強引なカレの甘い束縛


それは入社して初めてのクリスマスを間近に控えた土曜日の朝。

陽太と私を無理矢理帰すこともせず、ひと晩付き合ってくれた輝さんは、だしが効いた卵雑炊を作ってくれた。

おいしそうな湯気をあげる土鍋を陽太とふたりで囲み、その温かさのおかげで体がすっとラクになった。

『人気のバーで雑炊なんて、贅沢だね』

『ああ。輝さんが料理上手なのは知ってたけど、この雑炊も絶品。おかわりちょうだい』

『はいはい。
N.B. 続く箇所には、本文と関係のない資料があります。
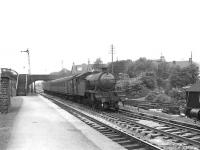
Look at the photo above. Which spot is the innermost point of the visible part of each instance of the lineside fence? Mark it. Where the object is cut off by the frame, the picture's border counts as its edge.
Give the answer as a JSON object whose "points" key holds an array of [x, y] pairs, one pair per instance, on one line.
{"points": [[8, 84]]}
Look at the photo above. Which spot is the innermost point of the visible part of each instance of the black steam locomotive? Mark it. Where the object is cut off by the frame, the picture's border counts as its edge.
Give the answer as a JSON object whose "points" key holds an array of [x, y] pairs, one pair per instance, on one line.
{"points": [[96, 89]]}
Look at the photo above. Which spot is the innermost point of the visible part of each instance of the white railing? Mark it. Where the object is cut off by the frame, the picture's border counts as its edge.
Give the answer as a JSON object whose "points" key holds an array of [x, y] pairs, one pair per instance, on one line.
{"points": [[26, 82], [17, 81]]}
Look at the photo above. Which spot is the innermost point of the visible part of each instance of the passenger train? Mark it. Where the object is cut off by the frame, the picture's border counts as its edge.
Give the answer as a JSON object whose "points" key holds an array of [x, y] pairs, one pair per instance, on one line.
{"points": [[96, 89]]}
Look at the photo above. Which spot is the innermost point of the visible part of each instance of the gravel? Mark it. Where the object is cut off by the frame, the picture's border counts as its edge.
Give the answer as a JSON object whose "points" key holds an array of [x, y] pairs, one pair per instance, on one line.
{"points": [[6, 121]]}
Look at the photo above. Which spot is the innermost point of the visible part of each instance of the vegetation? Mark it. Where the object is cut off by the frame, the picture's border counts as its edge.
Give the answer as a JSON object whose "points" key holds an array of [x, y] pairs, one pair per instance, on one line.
{"points": [[149, 78]]}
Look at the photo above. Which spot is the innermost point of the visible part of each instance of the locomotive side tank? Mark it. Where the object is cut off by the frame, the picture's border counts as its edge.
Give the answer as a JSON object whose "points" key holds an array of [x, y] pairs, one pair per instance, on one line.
{"points": [[103, 81]]}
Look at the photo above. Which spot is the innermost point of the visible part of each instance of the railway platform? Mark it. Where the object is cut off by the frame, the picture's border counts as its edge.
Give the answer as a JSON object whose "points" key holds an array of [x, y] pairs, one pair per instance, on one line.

あ、このネギをたっぷり入れるとおいしいよ』

陽太のお茶碗におかわりをよそい、たっぷりのネギが盛られた小鉢を陽太の手元に置いた。

そのほかにも、きざみのりや梅干しがテーブルに並んでいて、輝さんの優しさを感じた。

『雑炊って、実家にいた頃に食べた以来かもしれないな。懐かしくて何度でも食べたくなる。俺って相当弱ってるよな』

『そうだね。弱りきってる陽太もなかなかだけど、いつもみたいに強気なことを言いながら笑ってる陽太はもっと格好いいよ』

静かな声でぽつりぽつりと話している陽太が痛々しくて、思わず「格好いい」と口にしてしまった。